Штибер лишь кивнул, соглашаясь с командующим. Действительно, федерализм. Лишь предоставив чехам, словакам и прочим народам империи часть самостоятельности, признав их аристократию равной немецкой, Вена смогла бы оздоровиться, перестать жить на пороховой бочке с вечными опасениями того, что чьи-то шаловливые ручки поднесут спичку и, цинично усмехнувшись, скажут: «Да будет взрыв!». Более того, «король ищеек» даже догадывался, кто может подобное сделать. Его заокеанский коллега, очень любящий чужими руками доставать каштаны из огня. Только понимая возможную причастность и сам факт интереса Виктора Станича, не мог разгадать причины, побуждающие того лезть именно в австрийские дела. Причины же обязаны были присутствовать, просто так подобные усилия не прикладывают. Но увы, увы. Даже Бисмарк, его покровитель, не мог найти решение этой загадки. Не мог, а потому оказался вынужденным до поры подстраиваться под чужие интересы, что не полностью отвечали желательному политическому курсу. Но уж если подстраиваться, то делать это правильно. С Австрией и её будущим в том числе.

Не выходит сохранить будущего союзника и сателлита сильным в желаемой мере? Тогда остаётся найти другой путь. Показать силу, разбив австрийскую армию? Это несомненно и буквально на днях. Что Штибер, что Мольтке, что большинство прусских генералов понимали свою силу и австрийскую слабость. Но затем… Ни в коем случае не добивать и тем более не пытаться унизить австрийцев!
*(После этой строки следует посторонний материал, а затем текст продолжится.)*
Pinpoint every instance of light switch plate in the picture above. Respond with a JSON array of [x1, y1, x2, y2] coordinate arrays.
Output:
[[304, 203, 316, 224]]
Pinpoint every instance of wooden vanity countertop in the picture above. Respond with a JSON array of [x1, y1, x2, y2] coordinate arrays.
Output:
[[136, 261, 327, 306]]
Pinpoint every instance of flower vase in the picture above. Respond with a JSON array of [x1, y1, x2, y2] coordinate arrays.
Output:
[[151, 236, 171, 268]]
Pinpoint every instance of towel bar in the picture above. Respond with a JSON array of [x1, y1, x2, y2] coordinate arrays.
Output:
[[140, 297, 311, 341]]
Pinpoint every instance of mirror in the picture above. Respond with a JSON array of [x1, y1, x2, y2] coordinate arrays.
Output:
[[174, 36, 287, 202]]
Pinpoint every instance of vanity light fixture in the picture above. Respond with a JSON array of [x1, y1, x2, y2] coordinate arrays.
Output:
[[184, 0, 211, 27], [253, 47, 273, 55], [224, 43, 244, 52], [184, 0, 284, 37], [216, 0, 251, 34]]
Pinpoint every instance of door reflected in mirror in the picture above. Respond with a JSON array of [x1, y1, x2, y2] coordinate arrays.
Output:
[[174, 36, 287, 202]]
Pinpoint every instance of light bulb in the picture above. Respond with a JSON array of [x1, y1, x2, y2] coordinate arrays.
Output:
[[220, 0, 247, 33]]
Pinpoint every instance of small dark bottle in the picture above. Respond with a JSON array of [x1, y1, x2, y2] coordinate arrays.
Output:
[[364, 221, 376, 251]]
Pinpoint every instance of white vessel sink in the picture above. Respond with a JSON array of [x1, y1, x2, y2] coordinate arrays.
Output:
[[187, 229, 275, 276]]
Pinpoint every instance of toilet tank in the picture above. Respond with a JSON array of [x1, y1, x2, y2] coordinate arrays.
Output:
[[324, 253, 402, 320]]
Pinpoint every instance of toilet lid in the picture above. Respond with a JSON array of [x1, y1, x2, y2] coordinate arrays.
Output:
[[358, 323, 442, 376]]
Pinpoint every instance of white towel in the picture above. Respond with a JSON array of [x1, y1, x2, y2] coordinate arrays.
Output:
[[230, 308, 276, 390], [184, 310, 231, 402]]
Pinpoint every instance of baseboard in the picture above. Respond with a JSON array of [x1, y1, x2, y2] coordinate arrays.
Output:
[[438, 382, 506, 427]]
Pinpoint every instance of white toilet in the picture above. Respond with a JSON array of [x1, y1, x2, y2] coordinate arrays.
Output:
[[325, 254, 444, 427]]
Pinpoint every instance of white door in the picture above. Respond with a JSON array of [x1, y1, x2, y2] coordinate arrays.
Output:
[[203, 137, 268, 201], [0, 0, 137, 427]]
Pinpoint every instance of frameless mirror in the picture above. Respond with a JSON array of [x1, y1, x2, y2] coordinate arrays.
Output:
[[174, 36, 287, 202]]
Именно поэтому Бисмарк, при полной поддержке Мольтке, Роона и особенно Штибера убедил короля остаться в Берлине, не появляться даже близко к линии фронта. Причина? Сейчас многое можно было списать на разного рода революционеров. В том числе и тех, которые могли до поры притаиться в рядах собственно прусской армии. Череда покушения на европейских монархов и членов их семей очень даже способствовала осторожности. А Штиберу в Берлине верили… в касающемся безопасности особенно. Он, что ни говори, но сумел предотвратить уже два покушения на Бисмарка и одно на короля Вильгельма. Настоящих покушений, неплохо подготовленных, а не каких-то там фанатиков-одиночек.
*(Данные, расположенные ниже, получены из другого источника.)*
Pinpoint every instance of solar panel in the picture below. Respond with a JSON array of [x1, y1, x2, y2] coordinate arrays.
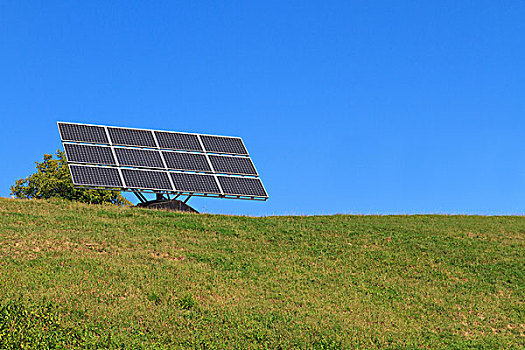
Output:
[[69, 165, 122, 188], [155, 131, 204, 152], [115, 147, 164, 169], [209, 155, 257, 175], [122, 169, 173, 191], [58, 122, 268, 200], [200, 135, 248, 155], [162, 151, 211, 172], [217, 176, 268, 197], [64, 143, 117, 165], [108, 128, 157, 148], [58, 123, 109, 144], [170, 172, 221, 194]]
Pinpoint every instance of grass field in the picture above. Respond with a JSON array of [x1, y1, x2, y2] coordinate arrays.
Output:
[[0, 199, 525, 349]]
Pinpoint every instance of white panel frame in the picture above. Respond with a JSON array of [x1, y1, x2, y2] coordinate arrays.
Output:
[[57, 121, 269, 201]]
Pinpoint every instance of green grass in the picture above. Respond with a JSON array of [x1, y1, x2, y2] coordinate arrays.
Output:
[[0, 199, 525, 349]]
Вот и остался Вильгельм в Берлине. Убеждённый в том, что вероятное покушение может и увенчаться успехом, что, в свою очередь, вызовет падение духа войск, а значит и увеличит риск поражения в войне. Не нужен был король здесь, близко к фронту, совсем не нужен. А вот кронпринц — это другое дело. Неглупый, но осторожный: понимающий в политике, но охотно следующей в русле проводимой «железным канцлером» политики; желающий триумфальной победы над основным и по сути единственным конкурентом в германских делах, но готовый кое-чем поступиться, дабы не вызвать печальных последствий в будущем.
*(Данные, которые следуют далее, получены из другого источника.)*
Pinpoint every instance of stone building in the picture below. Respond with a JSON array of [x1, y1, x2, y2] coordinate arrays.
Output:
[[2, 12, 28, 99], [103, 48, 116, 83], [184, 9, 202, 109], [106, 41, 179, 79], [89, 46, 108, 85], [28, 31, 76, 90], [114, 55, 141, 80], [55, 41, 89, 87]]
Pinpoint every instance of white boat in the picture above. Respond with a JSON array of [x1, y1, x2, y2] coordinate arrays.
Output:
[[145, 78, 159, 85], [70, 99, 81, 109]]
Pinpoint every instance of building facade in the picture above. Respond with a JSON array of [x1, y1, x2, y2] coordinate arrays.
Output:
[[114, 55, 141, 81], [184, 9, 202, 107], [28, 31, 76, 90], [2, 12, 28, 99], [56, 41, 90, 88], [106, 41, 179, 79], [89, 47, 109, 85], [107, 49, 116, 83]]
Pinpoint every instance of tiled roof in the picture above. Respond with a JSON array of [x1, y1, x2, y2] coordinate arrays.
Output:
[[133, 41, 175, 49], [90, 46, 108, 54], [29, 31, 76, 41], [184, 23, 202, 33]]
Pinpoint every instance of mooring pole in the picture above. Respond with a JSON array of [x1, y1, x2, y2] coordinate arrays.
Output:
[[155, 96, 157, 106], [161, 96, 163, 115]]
Триумф! Вот чего желали почти все генералы и офицеры прусской армии. В том числе и особенно победного марша на венских улицах. После того разумеется, как австрийская армия будет сокрушена. Однако… Бисмарк был категорически против. Из Петербурга русский министр иностранных дел Игнатьев недвусмысленно намекал о нежелательности чрезмерного унижения Австрии, дабы та не бросилась за помощью туда, куда бросаться не стоило. А именно к Франции и, возможно, Турции. Да и из-за океана, из Ричмонда, неслась та же песня по схожим нотам. Романовы, отец и сын, они между собой всегда договорятся, особенно при полном содействии тому американского министра тайной полиции, любящего скрываться за коронованной спиной монарха, заодно скрывая и множество нитей, посредством которых управлялись многочисленные вольные и невольные марионетки.